Pensione minima e contributi volontari: c’è chi rischia l’uscita a 71 anni

La combinazione fra pensione minima e versamenti volontari non sempre è prolifica. Alcuni lavoratori rischiano di dover aspettare.

 

Nella nebulosa indefinita che avvolge ancora (e chissà per quanto) la riforma del sistema pensionistico, anche gli appigli considerati sicuri iniziano a dare pericolosi segnali di cedimento.

Pensione 71 anni
Foto: Canva

Si ragiona sull’eventuale riforma in grado di evitare in extremis il ritorno della Legge Fornero ma il 2023 è ormai alle porte, la squadra di Governo ancora in fase di assemblaggio e l’unica soluzione reale appare la proroga delle misure in atto. Peraltro estremamente complicata, specie per quel che riguarda Quota 102. Sostituta di Quota 100 e già destinata da tempo alla rimozione a partire dall’1 gennaio 2023. Il punto è che, prima di quella data, lo Stato italiano avrebbe dovuto dotarsi di un nuovo sistema di pensione, valido per la maggior parte dei contribuenti. Al netto della crisi di Governo subentrata in corso d’opera, la strada è da sempre apparsa in salita. E, man mano, lo spettro del ritorno alla Fornero piena si è palesato sempre più concretamente all’orizzonte.

Altrettanto difficile che possa essere definita a breve la situazione di Ape Sociale e Opzione Donna, ormai in procinto di essere anch’essi rimossi dalle possibilità valide per la pensione anticipata. Un quadro, in sostanza, fin troppo incerto e mutevole nonostante fra le promesse elettorali di tutte le forze politiche vi fosse un impegno nel fornire all’Italia un nuovo sistema pensionistico. Già prima delle elezioni di settembre 2022. Al nuovo Governo occorrerà tempo per trovare la quadra e infilare tutti i tasselli al posto giusto. Sempre che le risorse vengano trovate in misura sufficiente. Intanto, però, anche le regole della pensione minima e dei contributi volontari rischiano di non essere d’aiuto.

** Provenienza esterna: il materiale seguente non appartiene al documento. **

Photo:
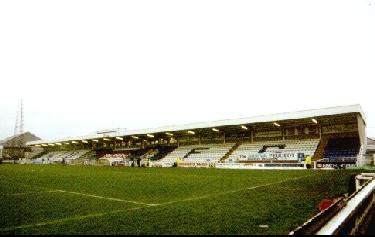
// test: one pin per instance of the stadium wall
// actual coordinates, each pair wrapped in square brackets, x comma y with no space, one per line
[363,141]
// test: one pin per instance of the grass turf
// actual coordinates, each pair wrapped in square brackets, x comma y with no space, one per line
[98,200]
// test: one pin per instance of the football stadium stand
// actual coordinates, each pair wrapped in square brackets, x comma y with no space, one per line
[333,137]
[287,150]
[210,153]
[61,156]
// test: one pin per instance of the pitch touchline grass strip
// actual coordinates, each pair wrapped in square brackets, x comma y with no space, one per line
[58,221]
[20,194]
[101,197]
[233,191]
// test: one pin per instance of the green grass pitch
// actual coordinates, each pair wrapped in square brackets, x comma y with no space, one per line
[57,199]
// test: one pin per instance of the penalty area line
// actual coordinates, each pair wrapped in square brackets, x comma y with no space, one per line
[59,221]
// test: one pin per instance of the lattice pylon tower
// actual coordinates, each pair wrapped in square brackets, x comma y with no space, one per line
[18,128]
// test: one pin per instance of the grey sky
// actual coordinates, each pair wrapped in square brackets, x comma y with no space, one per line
[83,66]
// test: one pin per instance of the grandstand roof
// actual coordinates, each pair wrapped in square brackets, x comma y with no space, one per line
[314,113]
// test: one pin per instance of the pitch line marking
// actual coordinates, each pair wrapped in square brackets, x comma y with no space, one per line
[20,194]
[58,221]
[107,198]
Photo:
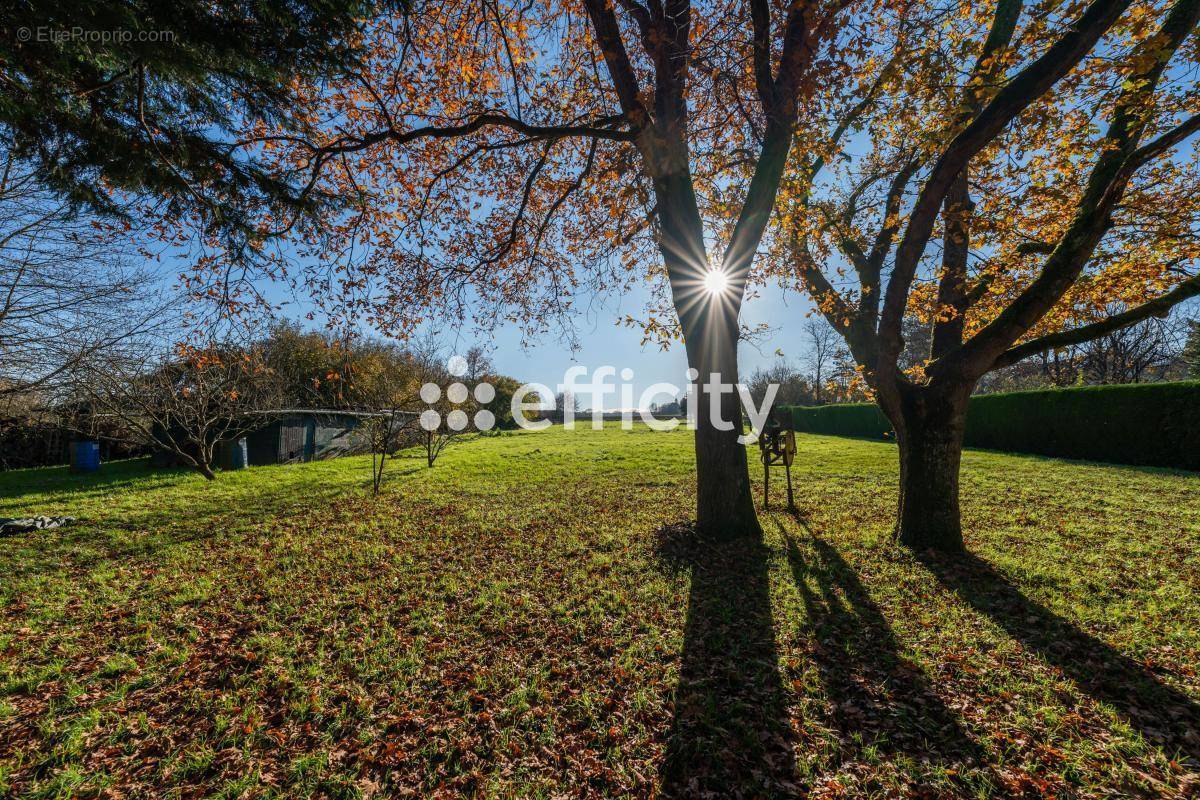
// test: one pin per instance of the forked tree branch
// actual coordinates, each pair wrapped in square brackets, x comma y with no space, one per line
[1021,91]
[1158,307]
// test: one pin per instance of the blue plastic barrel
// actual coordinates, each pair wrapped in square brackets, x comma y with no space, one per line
[84,456]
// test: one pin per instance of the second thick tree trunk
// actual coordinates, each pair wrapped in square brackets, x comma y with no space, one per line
[929,431]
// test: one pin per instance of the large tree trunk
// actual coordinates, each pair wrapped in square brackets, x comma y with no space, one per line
[929,427]
[724,501]
[709,323]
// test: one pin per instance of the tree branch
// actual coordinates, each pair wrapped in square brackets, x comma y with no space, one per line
[1158,307]
[1021,91]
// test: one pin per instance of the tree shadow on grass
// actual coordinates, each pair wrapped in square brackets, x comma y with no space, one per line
[731,735]
[1164,715]
[877,698]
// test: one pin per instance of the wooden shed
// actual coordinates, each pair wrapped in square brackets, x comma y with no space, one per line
[304,434]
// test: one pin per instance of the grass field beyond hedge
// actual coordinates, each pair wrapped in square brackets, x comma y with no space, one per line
[519,621]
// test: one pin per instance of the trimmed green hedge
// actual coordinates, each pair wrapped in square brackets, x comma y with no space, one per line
[1155,425]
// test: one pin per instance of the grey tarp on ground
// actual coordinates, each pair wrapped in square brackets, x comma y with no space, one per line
[24,524]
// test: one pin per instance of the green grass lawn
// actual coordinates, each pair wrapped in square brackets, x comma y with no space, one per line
[519,623]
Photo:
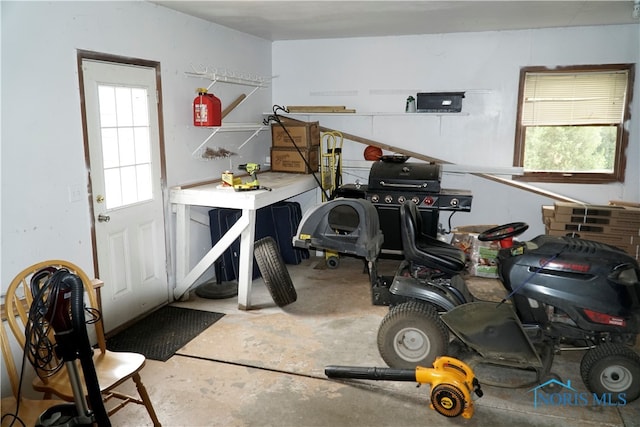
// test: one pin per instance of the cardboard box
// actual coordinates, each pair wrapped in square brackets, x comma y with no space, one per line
[289,160]
[481,256]
[305,134]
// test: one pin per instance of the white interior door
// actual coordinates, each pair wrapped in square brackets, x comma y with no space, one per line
[124,151]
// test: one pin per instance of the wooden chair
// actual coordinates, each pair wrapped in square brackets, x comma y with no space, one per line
[112,368]
[30,409]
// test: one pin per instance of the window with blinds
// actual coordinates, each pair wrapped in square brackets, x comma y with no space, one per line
[570,125]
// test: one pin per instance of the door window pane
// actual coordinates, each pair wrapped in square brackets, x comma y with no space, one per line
[126,149]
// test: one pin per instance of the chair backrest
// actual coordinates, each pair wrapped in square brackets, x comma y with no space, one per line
[9,363]
[19,298]
[410,229]
[423,249]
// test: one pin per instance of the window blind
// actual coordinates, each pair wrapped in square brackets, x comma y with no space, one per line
[576,98]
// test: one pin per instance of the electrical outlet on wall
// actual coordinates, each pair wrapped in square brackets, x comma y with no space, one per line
[76,193]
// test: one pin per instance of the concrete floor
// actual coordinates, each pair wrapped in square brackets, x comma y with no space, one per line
[265,367]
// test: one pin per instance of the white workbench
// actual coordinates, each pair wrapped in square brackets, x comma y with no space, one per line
[283,186]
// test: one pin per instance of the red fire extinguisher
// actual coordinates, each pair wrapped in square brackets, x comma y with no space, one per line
[207,109]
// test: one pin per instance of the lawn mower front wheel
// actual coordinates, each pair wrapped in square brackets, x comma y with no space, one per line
[412,334]
[274,271]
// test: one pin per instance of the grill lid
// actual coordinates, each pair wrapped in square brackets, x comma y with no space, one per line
[405,176]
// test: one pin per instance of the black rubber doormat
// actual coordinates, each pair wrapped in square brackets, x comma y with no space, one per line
[159,335]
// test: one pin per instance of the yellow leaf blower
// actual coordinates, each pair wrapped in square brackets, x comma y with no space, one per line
[452,382]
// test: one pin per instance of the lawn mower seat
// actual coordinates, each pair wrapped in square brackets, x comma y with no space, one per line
[425,250]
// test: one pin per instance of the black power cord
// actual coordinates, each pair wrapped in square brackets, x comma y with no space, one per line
[275,117]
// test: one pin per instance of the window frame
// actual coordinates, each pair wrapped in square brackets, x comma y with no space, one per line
[622,134]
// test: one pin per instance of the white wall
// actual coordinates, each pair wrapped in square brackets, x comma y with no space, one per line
[377,75]
[42,148]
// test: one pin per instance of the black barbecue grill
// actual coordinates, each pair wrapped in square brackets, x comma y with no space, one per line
[391,183]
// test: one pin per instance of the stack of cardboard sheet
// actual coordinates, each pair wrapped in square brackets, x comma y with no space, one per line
[294,146]
[617,224]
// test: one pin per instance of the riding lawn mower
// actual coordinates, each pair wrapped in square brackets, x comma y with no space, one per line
[564,293]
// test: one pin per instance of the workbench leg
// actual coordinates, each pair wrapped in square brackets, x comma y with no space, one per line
[245,273]
[183,227]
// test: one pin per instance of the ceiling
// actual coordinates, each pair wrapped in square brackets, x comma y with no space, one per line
[303,20]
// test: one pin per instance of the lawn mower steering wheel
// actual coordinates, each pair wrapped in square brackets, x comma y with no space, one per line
[504,231]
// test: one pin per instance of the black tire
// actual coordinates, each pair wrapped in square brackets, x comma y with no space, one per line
[612,368]
[412,334]
[274,272]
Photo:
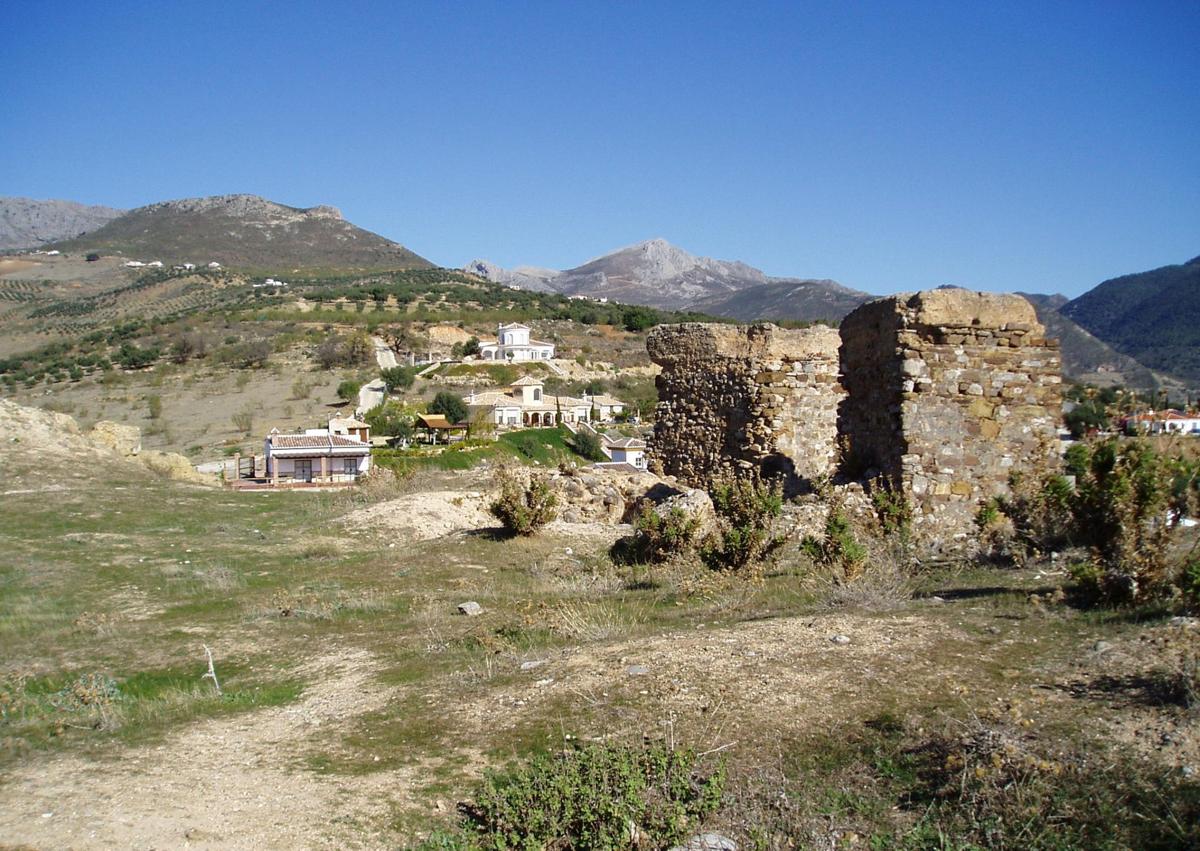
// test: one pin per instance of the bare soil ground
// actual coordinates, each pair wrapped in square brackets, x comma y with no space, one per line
[402,701]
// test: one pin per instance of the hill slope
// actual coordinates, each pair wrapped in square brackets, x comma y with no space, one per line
[1152,316]
[245,231]
[28,223]
[658,274]
[786,299]
[1085,357]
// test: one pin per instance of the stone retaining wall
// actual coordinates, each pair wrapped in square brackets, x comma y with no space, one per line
[745,396]
[948,393]
[943,394]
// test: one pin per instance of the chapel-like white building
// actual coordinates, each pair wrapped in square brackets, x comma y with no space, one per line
[513,342]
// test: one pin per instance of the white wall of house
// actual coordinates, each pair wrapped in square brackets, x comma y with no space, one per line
[515,336]
[633,455]
[286,466]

Pensione minima e contributi volontari: perché c’è chi rischia i 71 anni

Il rischio per una buona parte di futuri pensionati è quello di ritrovarsi effettivamente all’uscita dal lavoro con un’età decisamente avanzata. I 71 anni per la precisione, termine anagrafico ultimo per iniziare a ricevere l’assegno Inps. Ancora una volta, il nodo si trova nella divisione dei sistemi di calcolo contributivo. Nello specifico, lavoratori e lavoratrici del settore pubblico, con iscrizione alla Gestione esclusiva dei pubblici dipendenti, potrebbero accedere alla pensione di vecchiaia già in questo biennio (2021-2022) con requisito anagrafico di 67 anni. A fronte, però, di una contribuzione già attiva al 31 dicembre 1995, ossia in regime retributivo e liquidazione con sistema misto. Alla determinazione del requisito contributivo, può contribuire anche la contribuzione presso gestioni diverse.

C’è inoltre la variabile dei contributi volontari, ossia il versamento di per sé del corrispettivo di contribuzione al fine di raggiungere il diritto alla pensione e aumentare il volume del trattamento. Alla contribuzione volontaria possono accedere i lavoratori con cessata o interrotta attività lavorativa ma anche gli iscritti alla gestione separata. Chiaramente, tale soluzione interviene nel momento in cui la carriera lavorativa del pensionando si costituisce di periodi di interruzione. Per quanto riguarda la pensione minima, al netto dei contributi volontari, le regole cambiano per i lavoratori con versamenti ai fondi pensione a decorrere dall’1 gennaio 1996. Per costoro, la pensione di anzianità scatterebbe a 67 anni e 20 di contributi. A patto che l’importo della pensione superi di 1,5 volte l’assegno sociale. In caso contrario, basteranno 5 anni di contribuzione ma solo al raggiungimento dei 71 anni di età.